I'd like to know the general cost of creating a new connection, compared to UDP. I know TCP requires an initial exchange of packets (the 3 way handshake). What would be other costs? For instance is there some sort of magic in the kernel needed for setting up buffers etc?
The reason I'm asking is I can keep an existing connection open and reuse it as needed. However if there is little overhead reconnecting it would reduce complexity.
OPTION 1: The general cost of creating a TCP connection are:
Step 1: Requires an exchange of packets, so it's delayed by to & from network latency plus the destination server's service time. No significant CPU usage on either box is involved.
Step 2: Depends on the size of the message.
Step 3: IIRC, just sends a 'closing now' packet, w/ no wait for destination ack, so no latency involved.
OPTION 2: Costs of UDP:*
Step 1: Requires minimal setup, no latency worries, very fast.
Step 2: BE CAREFUL OF SIZE, there is no retransmit in UDP since it doesn't care if the packet was received by anyone or not. I've heard that the larger the message, the greater probability of data being received corrupted, and that a rule of thumb is that you'll lose a certain percentage of messages over 20 MB.
Step 3: Minimal work, minimal time.
OPTION 3: Use ZeroMQ Instead
You're comparing TCP to UDP with a goal of reducing reconnection time. THERE IS A NICE COMPROMISE: ZeroMQ sockets.
ZMQ allows you to set up a publishing socket where you don't care if anyone is listening (like UDP), and have multiple listeners on that socket. This is NOT a UDP socket - it's an alternative to both of these protocols.
See: ZeroMQ.org for details.
It's very high speed and fault tolerant, and is in increasing use in the financial industry for those reasons.
Compared to the latency of the packet exchange, all other costs such as kernel setup times are insignificant.
Once a UDP packet's been dumped onto the wire, the UDP protocol stack is free to completely forget about it. With TCP, there's at bare minimum the connection details (source/dest port and source/dest IP), the sequence number, the window size for the connection etc... It's not a huge amount of data, but adds up quickly on a busy server with many connections.

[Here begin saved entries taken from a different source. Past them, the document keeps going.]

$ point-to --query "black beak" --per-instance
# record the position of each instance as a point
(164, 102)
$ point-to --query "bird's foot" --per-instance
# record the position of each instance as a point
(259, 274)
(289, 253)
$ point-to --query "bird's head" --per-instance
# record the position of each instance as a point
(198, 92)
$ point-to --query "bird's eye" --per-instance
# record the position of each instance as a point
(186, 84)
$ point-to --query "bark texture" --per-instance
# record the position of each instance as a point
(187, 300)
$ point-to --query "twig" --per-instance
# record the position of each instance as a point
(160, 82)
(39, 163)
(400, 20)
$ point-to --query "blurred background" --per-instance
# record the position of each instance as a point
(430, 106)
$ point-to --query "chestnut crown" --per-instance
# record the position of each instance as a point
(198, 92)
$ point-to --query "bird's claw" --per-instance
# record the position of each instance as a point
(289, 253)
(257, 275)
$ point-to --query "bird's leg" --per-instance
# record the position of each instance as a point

And then there's the 3-way handshake as well. Some braindead (and/or malicious systems) can abuse the process (look up 'syn flood'), or just drop the connection on their end, leaving your system waiting for a response or close notice that'll never come. The plus side is that with TCP the system will do its best to make sure the packet gets where it has to. With UDP, there's no guarantees at all.